Last week, I got word the Hindu Student Council at Rutgers University was hosting Vivek Agnihotri to speak on “hidden truths” on the Kashmir dilemma. The proposed event was met with an uproar. Agnihotri, an Indian film director, has been accused of sexual harassment as well as spewing anti-Muslim hate. Some students at Rutgers University demanded Agnihotri’s invitation to speak on campus be rescinded.
After letters were petitioned and some Rutgers professors spoke out publicly against the university hosting him, the event was canceled on campus. No explanation was offered. However, this did not stop the Hindu Student Council from hosting Agnihotri. They just moved it to a temple in Edison. A friend of mine informed me of the location and we registered for a seat. We went to the event for a number of reasons.
Firstly, the event was advertised as a forum where students and young adults can listen and learn from a keynote speaker. We wanted to listen to Vivek Agnihotri out of pure interest. Secondly, we wanted to hear “the other point of view” without any reservations. I have asked this question before and I will ask this question again: What is freedom? For generations, the Kashmiri people have been chasing freedom. Unfortunately, the call for freedom has been falling on deaf ears. And this seemed to be a place where the other side of the Kashmir dilemma, would voice their concerns and rationale behind their motives.
But the moment we walked in, we were met with hostility. I was asked to put my phone away. I was told to “act accordingly. This is our event.” There were very few students or young people at the venue. This did not have the feeling of a student driven event. It felt — to me at least — as though the Hindu Student Council’s event had been hijacked by a crowd that wanted to push a Hindu Nationalist agenda. However, it was imperative that my friend and I remained composed. We were in a temple, after all. We had to respect a house of prayer just as what we would want in a mosque.
For about an hour, I heard anti-Kashmiri Muslim rhetoric. I heard the crowd give thunderous applause while Agnihotri called Muslims ”barbarians”. Agnihotri’s hate speech did not stop there. He deliberately overlooked the systematic issues in Kashmir. He blamed the poverty rate in Kashmir on Muslims. This is a right-wing talking point. The Hindu newspaper showed in an article in September that Kashmir’s poverty rate is far lower than most states in India. (Jammu & Kashmir’s Human Development Index is also higher than Gujarat — Editor).

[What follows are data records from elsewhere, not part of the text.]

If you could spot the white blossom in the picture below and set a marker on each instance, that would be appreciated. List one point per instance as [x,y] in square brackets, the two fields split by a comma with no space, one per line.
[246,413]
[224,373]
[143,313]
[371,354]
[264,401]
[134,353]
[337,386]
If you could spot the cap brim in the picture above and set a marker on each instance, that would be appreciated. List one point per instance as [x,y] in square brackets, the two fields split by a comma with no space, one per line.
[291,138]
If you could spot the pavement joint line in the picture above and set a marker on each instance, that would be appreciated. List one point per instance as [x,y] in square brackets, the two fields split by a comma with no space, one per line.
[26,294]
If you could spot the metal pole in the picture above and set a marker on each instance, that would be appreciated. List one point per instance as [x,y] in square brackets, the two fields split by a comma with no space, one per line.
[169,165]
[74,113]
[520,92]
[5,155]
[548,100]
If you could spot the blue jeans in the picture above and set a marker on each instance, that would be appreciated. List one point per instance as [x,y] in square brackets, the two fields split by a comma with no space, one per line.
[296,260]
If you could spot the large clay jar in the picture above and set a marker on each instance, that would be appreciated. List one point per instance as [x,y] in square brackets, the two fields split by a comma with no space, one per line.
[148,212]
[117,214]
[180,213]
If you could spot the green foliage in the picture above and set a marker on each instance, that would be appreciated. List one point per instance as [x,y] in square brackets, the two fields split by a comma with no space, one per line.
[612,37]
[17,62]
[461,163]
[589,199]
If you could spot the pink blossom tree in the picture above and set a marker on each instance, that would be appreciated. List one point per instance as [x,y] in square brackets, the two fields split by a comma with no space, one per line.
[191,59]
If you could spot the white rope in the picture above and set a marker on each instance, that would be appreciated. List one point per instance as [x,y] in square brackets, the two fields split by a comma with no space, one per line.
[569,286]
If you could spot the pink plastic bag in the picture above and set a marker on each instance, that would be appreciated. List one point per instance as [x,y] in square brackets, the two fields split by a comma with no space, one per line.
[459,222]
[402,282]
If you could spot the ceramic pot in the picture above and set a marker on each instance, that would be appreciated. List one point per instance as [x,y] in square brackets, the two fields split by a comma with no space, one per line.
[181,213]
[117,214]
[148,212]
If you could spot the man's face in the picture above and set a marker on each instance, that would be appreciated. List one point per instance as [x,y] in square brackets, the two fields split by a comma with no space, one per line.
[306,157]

He also insinuated that all Muslims are “Jihadis”. He insinuated that ethnic cleansing of Muslims of Kashmir was the only way to return Kashmir back to normalcy. The diversity that has been a hallmark for Jammu and Kashmir seemed to be an afterthought for him. The crowd cheered on his hate speech while my friend and I were forced to put on poker faces. After the speech, Vivek opened the floor for questions from the younger audience.
Since there were very few young adults, my hand was raised in a sea of older gentlemen glaring at me. I thanked him for visiting New Jersey and asked two questions: What do you plan on doing with the Muslim population in Kashmir and what does the UN plebiscite calling for Kashmiri self-determination mean to you? Both of my questions were dismissed with no real answer. The crowd heckled me as I stated my questions while Agnihorti claimed that the Kashmiri land is not for the Muslims that live there then described the UN resolution that called for a referendum to the dispute as “wrong”.

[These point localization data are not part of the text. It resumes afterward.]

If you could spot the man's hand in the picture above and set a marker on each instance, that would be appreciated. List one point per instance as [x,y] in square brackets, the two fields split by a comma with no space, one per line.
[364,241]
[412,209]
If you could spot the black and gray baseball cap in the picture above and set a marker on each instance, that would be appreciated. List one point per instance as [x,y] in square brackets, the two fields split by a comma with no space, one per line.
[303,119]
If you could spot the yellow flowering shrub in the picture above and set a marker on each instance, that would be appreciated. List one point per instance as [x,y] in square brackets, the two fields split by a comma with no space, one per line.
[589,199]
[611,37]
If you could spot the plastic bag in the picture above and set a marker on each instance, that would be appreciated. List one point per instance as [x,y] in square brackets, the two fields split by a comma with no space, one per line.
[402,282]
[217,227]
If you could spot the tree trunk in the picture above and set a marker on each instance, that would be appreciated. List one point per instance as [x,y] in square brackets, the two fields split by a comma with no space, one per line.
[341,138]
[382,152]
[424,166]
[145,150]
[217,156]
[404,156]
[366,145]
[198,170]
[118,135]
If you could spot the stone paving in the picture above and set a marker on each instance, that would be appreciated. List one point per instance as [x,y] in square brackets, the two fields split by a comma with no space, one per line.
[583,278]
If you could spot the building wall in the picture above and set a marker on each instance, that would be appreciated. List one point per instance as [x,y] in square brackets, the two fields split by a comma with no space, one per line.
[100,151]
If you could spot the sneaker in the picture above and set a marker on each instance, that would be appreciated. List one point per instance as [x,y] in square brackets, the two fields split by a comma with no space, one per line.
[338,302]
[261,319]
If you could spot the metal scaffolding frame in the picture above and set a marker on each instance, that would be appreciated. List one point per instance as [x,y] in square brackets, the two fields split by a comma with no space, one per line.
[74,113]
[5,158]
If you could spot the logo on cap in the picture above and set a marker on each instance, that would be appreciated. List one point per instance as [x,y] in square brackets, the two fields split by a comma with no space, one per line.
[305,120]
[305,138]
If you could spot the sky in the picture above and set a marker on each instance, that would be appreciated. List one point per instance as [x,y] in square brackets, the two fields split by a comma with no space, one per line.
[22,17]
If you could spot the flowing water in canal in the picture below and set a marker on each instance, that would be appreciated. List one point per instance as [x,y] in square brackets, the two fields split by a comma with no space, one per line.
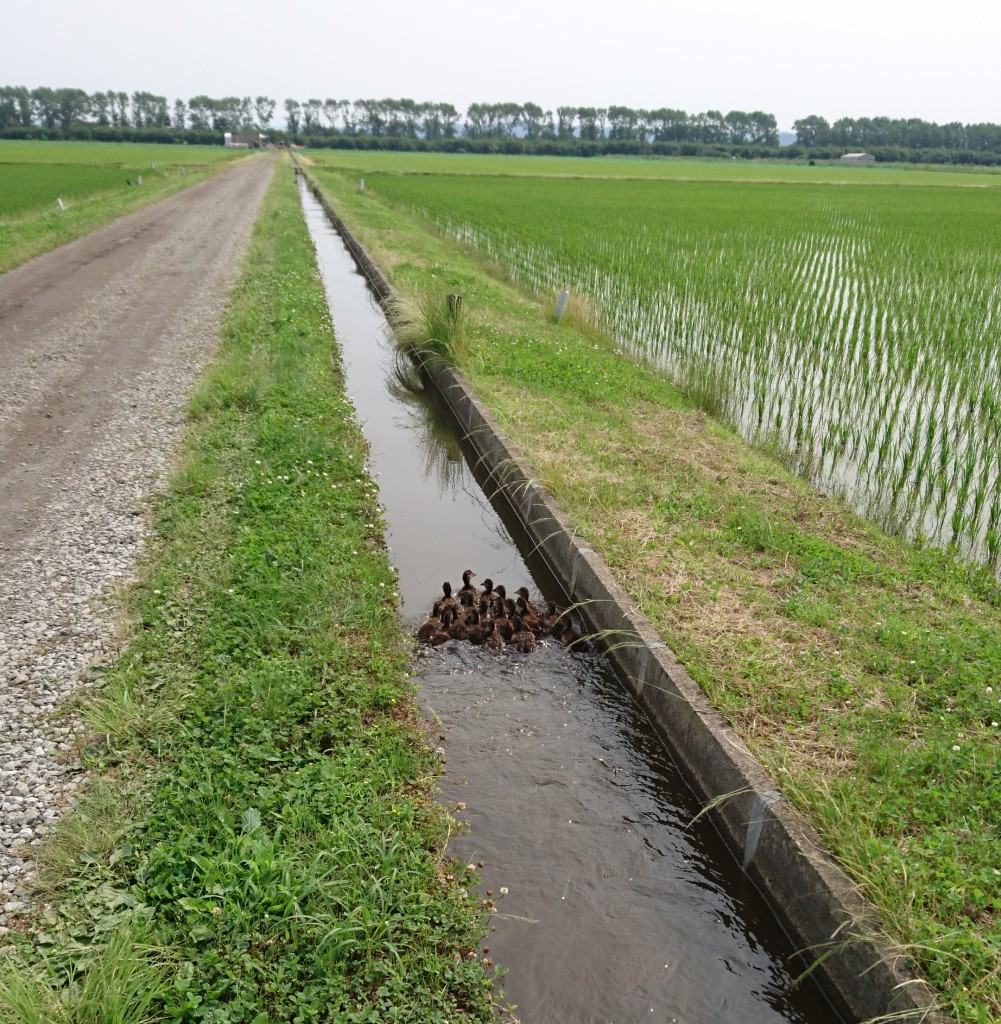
[616,910]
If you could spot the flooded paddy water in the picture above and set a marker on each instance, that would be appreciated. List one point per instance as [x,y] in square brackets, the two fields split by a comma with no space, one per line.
[617,908]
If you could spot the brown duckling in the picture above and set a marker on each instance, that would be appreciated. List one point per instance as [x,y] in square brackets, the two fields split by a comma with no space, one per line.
[431,626]
[503,624]
[475,632]
[468,587]
[448,602]
[522,639]
[457,628]
[523,592]
[529,620]
[441,635]
[492,638]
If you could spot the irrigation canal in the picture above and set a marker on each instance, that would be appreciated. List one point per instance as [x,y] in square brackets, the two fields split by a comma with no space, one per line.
[616,909]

This is when the tide changed. He called me to the front and asked me where I was from. I softly responded by saying I am from Kashmir. He asked where was Kashmir located. I softly responded by saying Kashmir is in Kashmir. The crowd was infuriated and Vivek was caught off guard. The strong Kashmiri identity rhetoric was puzzling for him and his crowd. Their reaction was daunting. One of the leaders of the event went towards my friend to ask him to stop recording. Naturally, he pushed back. She grabbed his phone and stopped the recording. We were separated by the crowd. I kept my calm, telling myself this is a temple. I was mobbed.

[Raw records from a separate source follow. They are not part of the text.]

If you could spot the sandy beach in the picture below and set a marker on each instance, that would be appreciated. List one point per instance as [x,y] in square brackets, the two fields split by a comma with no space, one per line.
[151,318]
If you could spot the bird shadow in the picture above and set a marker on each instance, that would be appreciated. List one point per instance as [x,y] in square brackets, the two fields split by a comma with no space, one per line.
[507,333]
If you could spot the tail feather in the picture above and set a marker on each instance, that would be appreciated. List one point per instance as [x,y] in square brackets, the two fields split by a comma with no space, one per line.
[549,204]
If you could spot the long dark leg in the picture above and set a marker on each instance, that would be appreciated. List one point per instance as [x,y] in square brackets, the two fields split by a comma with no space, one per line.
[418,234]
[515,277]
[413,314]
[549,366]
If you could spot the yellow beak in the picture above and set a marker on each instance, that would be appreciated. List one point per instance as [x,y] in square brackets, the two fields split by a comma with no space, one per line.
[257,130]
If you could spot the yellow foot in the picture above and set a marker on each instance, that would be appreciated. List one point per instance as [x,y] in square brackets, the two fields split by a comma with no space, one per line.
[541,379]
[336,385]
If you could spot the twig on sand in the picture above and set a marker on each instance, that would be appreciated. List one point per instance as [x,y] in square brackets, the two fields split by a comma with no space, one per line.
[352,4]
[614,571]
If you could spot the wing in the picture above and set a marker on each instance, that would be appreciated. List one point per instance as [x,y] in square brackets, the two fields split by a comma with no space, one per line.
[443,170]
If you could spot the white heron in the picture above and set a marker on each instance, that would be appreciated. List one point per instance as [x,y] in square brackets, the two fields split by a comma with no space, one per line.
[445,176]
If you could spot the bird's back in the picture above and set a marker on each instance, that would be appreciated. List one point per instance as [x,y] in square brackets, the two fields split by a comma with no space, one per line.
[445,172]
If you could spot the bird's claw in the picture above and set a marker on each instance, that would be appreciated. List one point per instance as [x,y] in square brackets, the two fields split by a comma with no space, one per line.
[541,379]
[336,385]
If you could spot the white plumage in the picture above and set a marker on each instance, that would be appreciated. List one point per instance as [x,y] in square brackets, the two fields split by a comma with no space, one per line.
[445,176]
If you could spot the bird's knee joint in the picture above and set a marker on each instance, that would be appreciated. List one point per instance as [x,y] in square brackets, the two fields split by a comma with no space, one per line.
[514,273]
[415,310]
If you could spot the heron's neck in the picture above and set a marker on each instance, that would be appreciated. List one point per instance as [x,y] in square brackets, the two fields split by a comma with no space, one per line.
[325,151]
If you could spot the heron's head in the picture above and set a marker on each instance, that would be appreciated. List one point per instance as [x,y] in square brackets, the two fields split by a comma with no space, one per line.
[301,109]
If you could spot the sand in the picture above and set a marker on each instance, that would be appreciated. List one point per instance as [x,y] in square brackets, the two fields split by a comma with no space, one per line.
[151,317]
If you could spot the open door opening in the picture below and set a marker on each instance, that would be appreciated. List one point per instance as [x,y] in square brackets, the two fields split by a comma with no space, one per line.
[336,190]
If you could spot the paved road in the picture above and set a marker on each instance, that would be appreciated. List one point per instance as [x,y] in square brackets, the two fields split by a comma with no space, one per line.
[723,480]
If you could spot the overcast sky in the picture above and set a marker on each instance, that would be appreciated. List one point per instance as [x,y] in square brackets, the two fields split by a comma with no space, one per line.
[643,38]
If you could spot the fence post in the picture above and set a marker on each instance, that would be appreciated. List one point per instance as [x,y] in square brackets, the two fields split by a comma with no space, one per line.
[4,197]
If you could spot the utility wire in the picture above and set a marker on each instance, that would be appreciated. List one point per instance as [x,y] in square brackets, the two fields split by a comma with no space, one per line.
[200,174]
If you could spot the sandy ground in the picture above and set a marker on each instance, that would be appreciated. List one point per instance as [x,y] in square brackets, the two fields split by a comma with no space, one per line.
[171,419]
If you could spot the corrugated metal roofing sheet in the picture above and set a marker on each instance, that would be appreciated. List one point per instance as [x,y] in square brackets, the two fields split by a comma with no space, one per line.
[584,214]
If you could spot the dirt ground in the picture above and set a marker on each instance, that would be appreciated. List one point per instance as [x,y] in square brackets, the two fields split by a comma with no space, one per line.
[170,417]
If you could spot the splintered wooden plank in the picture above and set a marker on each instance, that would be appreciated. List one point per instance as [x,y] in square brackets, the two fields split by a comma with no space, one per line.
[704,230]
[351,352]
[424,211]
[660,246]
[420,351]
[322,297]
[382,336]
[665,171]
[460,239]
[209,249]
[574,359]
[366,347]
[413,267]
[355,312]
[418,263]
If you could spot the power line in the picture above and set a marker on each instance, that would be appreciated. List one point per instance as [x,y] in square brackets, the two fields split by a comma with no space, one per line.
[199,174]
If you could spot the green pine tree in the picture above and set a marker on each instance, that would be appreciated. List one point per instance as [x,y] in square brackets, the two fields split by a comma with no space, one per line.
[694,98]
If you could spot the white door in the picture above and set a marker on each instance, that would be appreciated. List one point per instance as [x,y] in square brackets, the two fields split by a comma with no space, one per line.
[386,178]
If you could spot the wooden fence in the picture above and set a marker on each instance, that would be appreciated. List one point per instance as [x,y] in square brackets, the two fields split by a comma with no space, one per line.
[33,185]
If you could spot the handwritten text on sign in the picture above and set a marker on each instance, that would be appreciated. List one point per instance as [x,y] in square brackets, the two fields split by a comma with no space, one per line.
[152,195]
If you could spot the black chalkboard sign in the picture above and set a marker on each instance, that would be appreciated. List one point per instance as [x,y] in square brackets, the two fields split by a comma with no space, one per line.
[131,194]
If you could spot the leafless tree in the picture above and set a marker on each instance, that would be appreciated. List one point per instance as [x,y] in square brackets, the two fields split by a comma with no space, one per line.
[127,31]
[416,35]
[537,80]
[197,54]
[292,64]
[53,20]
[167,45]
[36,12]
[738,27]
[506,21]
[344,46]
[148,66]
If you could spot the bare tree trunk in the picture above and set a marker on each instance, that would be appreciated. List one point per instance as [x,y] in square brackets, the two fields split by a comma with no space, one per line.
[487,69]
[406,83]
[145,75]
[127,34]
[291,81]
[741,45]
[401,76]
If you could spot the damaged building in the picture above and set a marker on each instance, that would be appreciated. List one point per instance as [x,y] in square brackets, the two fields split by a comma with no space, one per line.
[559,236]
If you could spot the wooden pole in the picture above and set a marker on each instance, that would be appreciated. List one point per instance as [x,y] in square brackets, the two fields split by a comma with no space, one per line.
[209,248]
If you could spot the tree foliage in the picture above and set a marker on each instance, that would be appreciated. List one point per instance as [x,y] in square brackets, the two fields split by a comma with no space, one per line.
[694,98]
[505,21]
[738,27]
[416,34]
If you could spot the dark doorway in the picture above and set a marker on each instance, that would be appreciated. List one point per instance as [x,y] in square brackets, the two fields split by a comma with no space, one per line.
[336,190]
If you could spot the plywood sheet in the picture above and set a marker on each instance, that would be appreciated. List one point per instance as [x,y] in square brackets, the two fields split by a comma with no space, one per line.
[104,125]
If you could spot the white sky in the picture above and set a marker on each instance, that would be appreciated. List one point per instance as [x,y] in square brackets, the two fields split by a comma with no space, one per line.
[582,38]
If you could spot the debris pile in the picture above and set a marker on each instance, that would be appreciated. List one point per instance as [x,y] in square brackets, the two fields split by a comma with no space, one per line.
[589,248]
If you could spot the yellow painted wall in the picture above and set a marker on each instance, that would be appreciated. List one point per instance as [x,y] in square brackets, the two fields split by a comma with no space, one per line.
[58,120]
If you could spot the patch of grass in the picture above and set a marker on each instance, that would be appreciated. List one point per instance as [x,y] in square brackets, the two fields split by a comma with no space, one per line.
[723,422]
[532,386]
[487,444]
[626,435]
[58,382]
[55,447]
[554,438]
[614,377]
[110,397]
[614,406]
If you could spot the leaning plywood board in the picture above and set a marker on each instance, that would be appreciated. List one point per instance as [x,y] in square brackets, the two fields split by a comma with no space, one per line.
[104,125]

On my way out I was cursed in what seemed to be a million languages. I was being escorted by the event organizers but a good fraction of the crowd stood up to meet me as I was heading towards the exit. Hands were put on me. It was a struggle to keep moving forward with all the bodies in front of me. I was greeted with curses in Hindi, Gujarati, and English. I kept hearing words that claimed how I should be thanking the Indian army for some reason. I even was punched in the back of the head on my way out. I turned around to ask who hit me, but no one stepped up. There were so many men in front of me, the punch could have come from any one of them. I was steadily pushed out the hall.
My last statement to the crowd: “I have been hit, mobbed, and cursed on my way out. Not once did I curse back in your temple. Free my people.”